Eventually, for larger sample sizes, the variance stops increasing - it hits an asymptotic max value of a variance of less than 10,000. Again, this is likely due to numerical issues.

doesn’t look like you’re using double precision?

@martinjankowiak Correct. I just noticed this myself. Switching to torch.float64 does appear to fix the issue. This was unexpected. I wasn’t expecting performance to deteriorate so quickly with float32.

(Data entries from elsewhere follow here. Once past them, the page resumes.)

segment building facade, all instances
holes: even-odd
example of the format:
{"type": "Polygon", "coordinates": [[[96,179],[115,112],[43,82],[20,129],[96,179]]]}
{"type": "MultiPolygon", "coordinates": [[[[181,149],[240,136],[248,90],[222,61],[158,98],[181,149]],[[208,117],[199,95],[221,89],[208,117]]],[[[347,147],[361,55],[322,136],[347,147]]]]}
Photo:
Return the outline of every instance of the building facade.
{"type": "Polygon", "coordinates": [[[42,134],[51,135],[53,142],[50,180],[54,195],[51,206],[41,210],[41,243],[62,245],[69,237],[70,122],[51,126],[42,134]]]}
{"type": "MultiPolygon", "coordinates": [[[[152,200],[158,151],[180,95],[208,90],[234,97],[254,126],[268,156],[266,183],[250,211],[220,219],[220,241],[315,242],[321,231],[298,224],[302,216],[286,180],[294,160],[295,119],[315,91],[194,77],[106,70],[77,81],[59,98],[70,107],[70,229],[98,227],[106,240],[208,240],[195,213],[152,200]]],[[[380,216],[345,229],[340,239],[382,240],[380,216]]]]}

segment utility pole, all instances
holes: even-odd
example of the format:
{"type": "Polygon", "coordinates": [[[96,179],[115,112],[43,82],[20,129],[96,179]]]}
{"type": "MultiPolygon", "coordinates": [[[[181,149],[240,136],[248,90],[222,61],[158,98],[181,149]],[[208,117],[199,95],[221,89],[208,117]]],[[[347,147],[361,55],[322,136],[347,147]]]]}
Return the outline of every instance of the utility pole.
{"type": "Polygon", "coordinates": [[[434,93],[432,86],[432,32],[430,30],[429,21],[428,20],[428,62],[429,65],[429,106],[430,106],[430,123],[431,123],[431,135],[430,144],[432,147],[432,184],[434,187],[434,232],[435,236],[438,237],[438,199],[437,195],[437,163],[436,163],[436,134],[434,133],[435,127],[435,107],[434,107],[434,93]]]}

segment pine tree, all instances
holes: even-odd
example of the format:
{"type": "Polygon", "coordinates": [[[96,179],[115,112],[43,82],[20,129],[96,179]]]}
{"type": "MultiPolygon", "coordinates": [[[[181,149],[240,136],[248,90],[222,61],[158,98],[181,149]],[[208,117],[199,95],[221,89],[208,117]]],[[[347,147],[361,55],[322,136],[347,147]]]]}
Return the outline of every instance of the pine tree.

generally speaking i’d recommend using double precision for all non-trivial linear algebra unless you’re not willing to pay the additional compute cost

@martinjankowiak it turns out that, even with torch.float64, the gaussianHMM will fail if the model is locally linear (which I am interested in). Here is an example that shows this is the case (the local-linear factor, the second state dimension, has transition variance very small to mimic local linear behavior). If you run the code with N=100, you’ll see everything looks fine. However, if you increase N to 10,000, the numerical precision again becomes an issue and you no longer get reasonable results (the samples are all stationary, which is incorrect. the sample should be a local-linear random walk):

import numpy as np
import matplotlib.pyplot as plt
import torch
import pyro
import pyro.distributions as dist
from torch.distributions import constraints
from pyro import poutine

pyro.set_rng_seed(1)
torch.set_default_dtype(torch.float64)
dim = 2
N = 10000
dt = 0.2

obs = torch.eye(dim)
init_dist = dist.Normal(torch.zeros(dim),1.).to_event(1)
transition = torch.tensor([[1.,0.],[dt,1.]]).transpose(0,1)
transition_dist = dist.Normal(torch.zeros(dim),torch.tensor([1.,.000001])).to_event(1)
obs_dist = dist.Normal(torch.zeros(dim),.01).to_event(1)

distt = dist.GaussianHMM(init_dist, transition, transition_dist, obs, obs_dist, duration=N)
  
sample = distt.rsample().detach()
#x =sample[:,0]
y=sample[:,1]
t = np.linspace(1, N, N)
plt.figure(figsize=(10, 6))
plt.plot(t, y, label='y(t)')
#plt.plot(t, x, label='X(t)')
plt.xlabel('Time')
plt.ylabel('Value')
plt.legend()
plt.grid(True)
plt.show()

don’t really understand what you’re trying to accomplish and it’s a long time since i looked at the relevant math but when i implemented GP-like models using GaussianHMM the stationary kernels never had vanishing variance anywhere

@martinjankowiak thanks for sharing, and looking at! I’ll see if I can work with a higher variance. the use case would be smooth local-linear models, common in financial and economic applications.